Ordinary least squares regression analysis makes a few strong assumptions about the data:

• A linear relationship of y to the x’s, so that $$y | x = f(x) + \epsilon$$ • That the conditional distribution of y is, except for its mean, everywhere the same, and that this distribution is a normal distribution $$y \sim \mathcal{N}(f(x), \sigma)$$ • That observations are sampled independently, so the $$y_i$$ and $$y_j$$ are independent for $$i \neq j$$.

There are a number of ways in this things can go wrong, for example:
• The errors may not be independent (common in time series data)
• The conditional variance of the residual error may not be constant in $$x$$
• The conditional distribution of $$y$$ may be very non-Gaussian.

There are a few ways out, centering around non-parametric methods.

Kernel Estimation: This is really a non-parametric smoothing method. The y value estimated for a given input x depends upon the weight of each labelled data point which in turn depends upon the distance between the input x and the labelled data points.

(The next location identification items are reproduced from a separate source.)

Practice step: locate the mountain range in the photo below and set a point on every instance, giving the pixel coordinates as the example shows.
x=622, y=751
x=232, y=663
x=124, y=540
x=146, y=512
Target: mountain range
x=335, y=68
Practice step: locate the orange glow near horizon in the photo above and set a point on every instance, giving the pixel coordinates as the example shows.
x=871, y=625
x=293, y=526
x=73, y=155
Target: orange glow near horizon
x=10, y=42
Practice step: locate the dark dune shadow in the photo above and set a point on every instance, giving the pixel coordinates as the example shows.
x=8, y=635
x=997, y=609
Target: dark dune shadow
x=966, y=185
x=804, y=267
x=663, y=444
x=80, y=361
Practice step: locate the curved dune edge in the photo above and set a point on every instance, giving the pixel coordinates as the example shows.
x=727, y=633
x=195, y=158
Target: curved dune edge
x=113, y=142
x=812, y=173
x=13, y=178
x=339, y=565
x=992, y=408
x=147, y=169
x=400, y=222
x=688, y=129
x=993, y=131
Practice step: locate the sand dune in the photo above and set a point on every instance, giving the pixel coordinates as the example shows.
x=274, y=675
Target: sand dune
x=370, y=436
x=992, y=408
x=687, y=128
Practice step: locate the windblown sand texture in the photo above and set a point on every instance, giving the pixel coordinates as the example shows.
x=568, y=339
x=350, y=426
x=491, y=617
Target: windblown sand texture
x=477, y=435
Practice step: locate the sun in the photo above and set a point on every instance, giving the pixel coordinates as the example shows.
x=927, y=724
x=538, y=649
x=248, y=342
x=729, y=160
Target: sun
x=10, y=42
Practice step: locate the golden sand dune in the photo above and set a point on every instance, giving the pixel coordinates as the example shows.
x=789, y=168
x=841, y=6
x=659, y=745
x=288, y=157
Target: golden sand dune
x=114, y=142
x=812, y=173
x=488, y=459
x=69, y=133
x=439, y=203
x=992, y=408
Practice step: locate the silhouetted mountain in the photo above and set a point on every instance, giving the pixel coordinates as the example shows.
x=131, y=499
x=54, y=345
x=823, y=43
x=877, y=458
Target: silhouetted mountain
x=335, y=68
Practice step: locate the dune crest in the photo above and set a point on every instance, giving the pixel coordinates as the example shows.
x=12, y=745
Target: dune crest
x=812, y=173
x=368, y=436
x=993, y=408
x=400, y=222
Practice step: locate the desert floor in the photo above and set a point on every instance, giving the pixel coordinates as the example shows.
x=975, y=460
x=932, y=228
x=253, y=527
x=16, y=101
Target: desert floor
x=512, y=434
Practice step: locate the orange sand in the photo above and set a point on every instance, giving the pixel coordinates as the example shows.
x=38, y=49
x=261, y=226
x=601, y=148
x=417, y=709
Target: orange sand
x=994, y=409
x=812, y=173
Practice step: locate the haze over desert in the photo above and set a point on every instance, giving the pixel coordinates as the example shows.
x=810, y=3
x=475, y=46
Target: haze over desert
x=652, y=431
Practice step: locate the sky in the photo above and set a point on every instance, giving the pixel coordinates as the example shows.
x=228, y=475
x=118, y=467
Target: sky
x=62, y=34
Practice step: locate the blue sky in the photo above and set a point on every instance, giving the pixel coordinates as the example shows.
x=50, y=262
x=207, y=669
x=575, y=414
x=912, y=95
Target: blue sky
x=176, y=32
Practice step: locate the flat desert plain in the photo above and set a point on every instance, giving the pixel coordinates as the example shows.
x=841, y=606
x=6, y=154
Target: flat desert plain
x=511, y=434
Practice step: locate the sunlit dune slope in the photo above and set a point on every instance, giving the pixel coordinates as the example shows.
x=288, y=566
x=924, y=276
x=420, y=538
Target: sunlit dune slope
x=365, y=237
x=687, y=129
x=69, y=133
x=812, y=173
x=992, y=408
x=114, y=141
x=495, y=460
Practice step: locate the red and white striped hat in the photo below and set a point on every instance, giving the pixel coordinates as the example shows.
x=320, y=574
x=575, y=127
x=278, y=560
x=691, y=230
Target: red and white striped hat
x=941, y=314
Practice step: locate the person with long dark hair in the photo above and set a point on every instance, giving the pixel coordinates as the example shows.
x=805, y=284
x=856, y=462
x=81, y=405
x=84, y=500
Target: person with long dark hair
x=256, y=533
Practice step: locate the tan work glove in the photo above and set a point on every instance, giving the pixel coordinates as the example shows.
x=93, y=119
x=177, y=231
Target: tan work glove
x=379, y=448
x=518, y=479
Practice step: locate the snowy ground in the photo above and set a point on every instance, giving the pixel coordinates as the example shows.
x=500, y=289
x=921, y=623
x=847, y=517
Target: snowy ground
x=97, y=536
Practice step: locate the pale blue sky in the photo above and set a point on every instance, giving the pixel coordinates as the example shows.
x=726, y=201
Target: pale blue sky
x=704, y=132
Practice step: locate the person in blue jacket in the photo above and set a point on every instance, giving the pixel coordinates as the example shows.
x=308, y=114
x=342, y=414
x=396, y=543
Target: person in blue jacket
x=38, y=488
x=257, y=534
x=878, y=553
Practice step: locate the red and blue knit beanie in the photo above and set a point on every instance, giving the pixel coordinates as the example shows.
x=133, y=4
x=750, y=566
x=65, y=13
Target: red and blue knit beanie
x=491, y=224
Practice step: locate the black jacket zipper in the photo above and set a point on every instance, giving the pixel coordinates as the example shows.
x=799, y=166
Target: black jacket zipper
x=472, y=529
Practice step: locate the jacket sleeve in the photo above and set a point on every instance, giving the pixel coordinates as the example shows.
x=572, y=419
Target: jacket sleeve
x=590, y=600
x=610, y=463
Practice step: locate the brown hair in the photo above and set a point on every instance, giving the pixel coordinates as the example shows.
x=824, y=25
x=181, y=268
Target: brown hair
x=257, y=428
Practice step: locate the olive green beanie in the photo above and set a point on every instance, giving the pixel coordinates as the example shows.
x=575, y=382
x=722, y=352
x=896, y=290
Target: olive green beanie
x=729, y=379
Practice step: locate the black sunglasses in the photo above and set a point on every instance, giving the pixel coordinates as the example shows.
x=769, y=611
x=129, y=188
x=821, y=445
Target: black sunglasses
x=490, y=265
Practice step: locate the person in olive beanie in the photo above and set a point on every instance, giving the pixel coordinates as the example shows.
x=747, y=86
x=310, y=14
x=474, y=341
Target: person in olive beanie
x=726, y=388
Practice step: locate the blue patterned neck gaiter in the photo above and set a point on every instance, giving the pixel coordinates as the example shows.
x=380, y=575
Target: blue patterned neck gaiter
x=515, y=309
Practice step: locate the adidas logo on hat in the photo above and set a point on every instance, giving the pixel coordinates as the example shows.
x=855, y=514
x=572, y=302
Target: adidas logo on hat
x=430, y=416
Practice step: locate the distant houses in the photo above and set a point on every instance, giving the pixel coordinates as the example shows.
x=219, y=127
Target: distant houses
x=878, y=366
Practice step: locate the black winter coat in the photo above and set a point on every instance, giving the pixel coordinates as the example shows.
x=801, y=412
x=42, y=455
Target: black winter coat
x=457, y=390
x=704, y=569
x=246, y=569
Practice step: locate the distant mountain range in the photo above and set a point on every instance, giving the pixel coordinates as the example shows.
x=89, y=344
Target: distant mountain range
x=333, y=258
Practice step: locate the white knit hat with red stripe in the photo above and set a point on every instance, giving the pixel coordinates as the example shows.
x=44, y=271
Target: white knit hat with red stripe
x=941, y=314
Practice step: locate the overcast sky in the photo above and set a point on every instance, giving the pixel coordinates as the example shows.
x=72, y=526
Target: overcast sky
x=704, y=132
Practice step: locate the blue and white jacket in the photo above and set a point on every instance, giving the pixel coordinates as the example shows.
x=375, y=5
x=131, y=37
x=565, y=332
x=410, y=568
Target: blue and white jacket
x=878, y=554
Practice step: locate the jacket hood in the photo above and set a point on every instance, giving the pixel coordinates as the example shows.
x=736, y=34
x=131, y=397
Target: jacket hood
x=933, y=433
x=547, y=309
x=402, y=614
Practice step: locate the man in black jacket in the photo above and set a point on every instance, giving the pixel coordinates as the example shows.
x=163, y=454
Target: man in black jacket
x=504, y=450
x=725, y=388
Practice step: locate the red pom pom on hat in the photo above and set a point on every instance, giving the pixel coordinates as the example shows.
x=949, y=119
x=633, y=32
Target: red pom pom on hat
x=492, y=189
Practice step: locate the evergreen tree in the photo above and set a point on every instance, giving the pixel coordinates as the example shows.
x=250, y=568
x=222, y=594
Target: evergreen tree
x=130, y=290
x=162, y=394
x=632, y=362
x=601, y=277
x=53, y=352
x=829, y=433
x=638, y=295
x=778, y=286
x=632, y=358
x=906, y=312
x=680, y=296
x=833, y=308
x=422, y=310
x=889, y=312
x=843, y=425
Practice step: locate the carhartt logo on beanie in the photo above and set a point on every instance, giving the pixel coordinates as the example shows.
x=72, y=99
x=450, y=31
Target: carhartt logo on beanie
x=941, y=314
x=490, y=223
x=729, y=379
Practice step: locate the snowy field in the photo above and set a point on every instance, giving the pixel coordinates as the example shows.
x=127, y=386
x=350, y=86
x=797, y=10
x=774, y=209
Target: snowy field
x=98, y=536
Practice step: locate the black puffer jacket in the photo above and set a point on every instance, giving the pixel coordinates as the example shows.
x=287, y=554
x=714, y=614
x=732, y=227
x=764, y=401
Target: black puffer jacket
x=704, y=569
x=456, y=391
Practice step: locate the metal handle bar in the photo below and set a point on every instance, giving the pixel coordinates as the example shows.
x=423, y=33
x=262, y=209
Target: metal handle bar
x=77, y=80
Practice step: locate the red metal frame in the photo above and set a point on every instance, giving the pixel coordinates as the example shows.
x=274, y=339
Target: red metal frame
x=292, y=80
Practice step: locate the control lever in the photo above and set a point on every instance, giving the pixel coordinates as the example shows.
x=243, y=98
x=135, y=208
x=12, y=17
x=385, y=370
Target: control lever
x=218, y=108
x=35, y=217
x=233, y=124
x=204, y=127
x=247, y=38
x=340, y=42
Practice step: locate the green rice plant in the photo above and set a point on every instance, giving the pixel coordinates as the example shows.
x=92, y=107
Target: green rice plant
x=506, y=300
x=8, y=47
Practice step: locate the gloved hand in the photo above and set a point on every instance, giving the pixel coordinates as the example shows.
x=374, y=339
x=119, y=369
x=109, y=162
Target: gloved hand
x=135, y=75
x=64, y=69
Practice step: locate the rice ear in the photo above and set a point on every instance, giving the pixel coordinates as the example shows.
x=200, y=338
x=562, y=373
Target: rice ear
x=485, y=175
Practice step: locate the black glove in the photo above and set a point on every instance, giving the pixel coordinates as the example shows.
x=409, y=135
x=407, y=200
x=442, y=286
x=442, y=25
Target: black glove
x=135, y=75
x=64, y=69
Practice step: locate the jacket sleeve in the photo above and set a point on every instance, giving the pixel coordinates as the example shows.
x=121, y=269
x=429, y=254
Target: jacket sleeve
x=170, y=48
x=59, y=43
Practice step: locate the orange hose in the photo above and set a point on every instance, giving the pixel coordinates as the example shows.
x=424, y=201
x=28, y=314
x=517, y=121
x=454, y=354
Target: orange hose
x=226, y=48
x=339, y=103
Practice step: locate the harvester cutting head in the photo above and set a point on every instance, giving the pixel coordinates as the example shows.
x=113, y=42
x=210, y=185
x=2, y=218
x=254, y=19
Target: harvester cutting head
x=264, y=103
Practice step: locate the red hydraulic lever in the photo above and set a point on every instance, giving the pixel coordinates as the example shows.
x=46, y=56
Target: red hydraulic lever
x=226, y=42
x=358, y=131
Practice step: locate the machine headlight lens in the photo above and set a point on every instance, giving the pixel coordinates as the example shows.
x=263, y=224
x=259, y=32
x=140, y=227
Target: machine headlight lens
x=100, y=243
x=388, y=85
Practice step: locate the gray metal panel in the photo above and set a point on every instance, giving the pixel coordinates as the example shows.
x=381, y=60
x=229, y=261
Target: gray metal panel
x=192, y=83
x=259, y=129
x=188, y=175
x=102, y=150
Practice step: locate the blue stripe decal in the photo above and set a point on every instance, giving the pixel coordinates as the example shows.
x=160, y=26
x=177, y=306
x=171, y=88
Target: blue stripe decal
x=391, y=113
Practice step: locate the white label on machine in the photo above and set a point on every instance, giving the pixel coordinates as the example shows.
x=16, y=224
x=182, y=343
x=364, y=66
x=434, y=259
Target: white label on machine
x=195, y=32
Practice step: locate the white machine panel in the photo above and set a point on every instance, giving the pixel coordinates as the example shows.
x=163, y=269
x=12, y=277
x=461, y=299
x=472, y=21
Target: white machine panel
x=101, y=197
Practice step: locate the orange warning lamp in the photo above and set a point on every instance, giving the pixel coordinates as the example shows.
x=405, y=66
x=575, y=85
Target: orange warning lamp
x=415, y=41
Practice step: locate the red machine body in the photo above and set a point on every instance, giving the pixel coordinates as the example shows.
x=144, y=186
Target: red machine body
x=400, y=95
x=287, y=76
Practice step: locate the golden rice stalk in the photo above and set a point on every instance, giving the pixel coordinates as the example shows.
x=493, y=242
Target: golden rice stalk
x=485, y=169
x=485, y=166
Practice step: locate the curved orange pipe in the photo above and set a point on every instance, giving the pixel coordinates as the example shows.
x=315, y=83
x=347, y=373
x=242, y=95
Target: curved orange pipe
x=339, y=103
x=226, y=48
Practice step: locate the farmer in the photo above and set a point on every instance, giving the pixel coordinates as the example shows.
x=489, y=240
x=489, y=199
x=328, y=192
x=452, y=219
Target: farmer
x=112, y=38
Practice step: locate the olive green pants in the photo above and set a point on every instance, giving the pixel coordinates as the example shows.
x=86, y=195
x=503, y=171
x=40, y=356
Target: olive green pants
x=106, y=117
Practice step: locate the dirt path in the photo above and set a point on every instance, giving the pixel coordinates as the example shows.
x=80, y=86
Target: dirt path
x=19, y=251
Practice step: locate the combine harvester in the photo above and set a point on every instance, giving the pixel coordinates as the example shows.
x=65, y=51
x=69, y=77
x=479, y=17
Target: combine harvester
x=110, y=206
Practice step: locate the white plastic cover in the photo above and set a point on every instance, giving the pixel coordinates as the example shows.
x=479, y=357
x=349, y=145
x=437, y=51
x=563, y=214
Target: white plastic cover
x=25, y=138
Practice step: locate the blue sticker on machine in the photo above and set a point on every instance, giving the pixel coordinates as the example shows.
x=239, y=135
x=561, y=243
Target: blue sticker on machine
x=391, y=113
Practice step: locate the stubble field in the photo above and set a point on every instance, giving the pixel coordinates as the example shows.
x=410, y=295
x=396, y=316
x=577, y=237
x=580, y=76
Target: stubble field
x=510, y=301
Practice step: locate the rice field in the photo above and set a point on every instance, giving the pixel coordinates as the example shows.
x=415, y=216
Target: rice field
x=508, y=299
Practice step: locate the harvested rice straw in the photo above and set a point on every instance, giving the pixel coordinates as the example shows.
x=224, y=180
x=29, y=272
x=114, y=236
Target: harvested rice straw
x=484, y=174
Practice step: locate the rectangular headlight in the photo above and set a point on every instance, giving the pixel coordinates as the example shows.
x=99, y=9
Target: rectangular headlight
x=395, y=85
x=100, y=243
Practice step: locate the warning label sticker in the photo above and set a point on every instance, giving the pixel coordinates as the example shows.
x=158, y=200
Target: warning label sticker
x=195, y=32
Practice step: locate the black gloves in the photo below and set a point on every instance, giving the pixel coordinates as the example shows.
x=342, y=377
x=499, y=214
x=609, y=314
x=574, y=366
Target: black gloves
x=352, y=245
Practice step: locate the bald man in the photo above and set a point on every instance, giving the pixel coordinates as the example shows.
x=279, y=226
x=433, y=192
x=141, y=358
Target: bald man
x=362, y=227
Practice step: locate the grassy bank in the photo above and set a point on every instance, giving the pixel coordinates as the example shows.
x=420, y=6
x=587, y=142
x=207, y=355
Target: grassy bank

$$\hat{y} = \frac{\sum_i w_i y_i}{\sum_i w_i},$$ where $$w_i = K(\frac{x - x_i}{h})$$. $$K(\cdot)$$ is a Kernel function, commonly taken to be the Gaussian Kernel, and $$h$$ is a bandwidth parameter that dictates the extent to which labelled data points exert their influence in the weighted average. The weighted estimator is also called a Nadaraya-Watson Estimator. Unlike LOESS however, there is no fitting of parameters involved. The y value is simply the weighted average of the y values of all other labelled data points.

LOWESS / LOWESS: A non-parametric method (i.e. the mount of data one needs to keep around for a model specification grows linearly with the amount of training data) where, for every new input x for which the value y is desired, one computes a weighted version of the quadratic loss used in OLS linear regression. A weight is attached to each training data point, and the weight of a training point depends upon its the distance from the new input x.

SVM regression: Transform data to a higher dimension using the kernel trick and then perform linear regression using a specific type of loss function (epsilon - insensitive) rather than the usual quadratic (squared loss) function. The epsilon-insensitive loss function encourages the support vectors to be sparse. Imagine doing polynomial regression in the original space by including polynomial terms of the data. The SVM regression achieves a similar effect via the non-linear kernel transform.

Gaussian Process regression: Also a non-parametric method, somewhat similar to LOESS in spirit in that all the data points need to be kept around (as in any non-parametric method), but this is a Bayesian method in that it allows not just a point estimate of y for a new input x, but a complete posterior distribution. This is achieved by placing a prior distribution on the values of a Guassian Process (A GP is simply a collection of random variables, any subset of which have a joint Gaussian distribution) via a covariance kernel function that only specifies the covariance between two Guassian Random variables in the GP given their x values (typically, only the distance between their x values matters). The posterior distribution of Y values for a given set of input X values also turns out to be a Gaussian distribution with an easily computable mean and covariance matrix.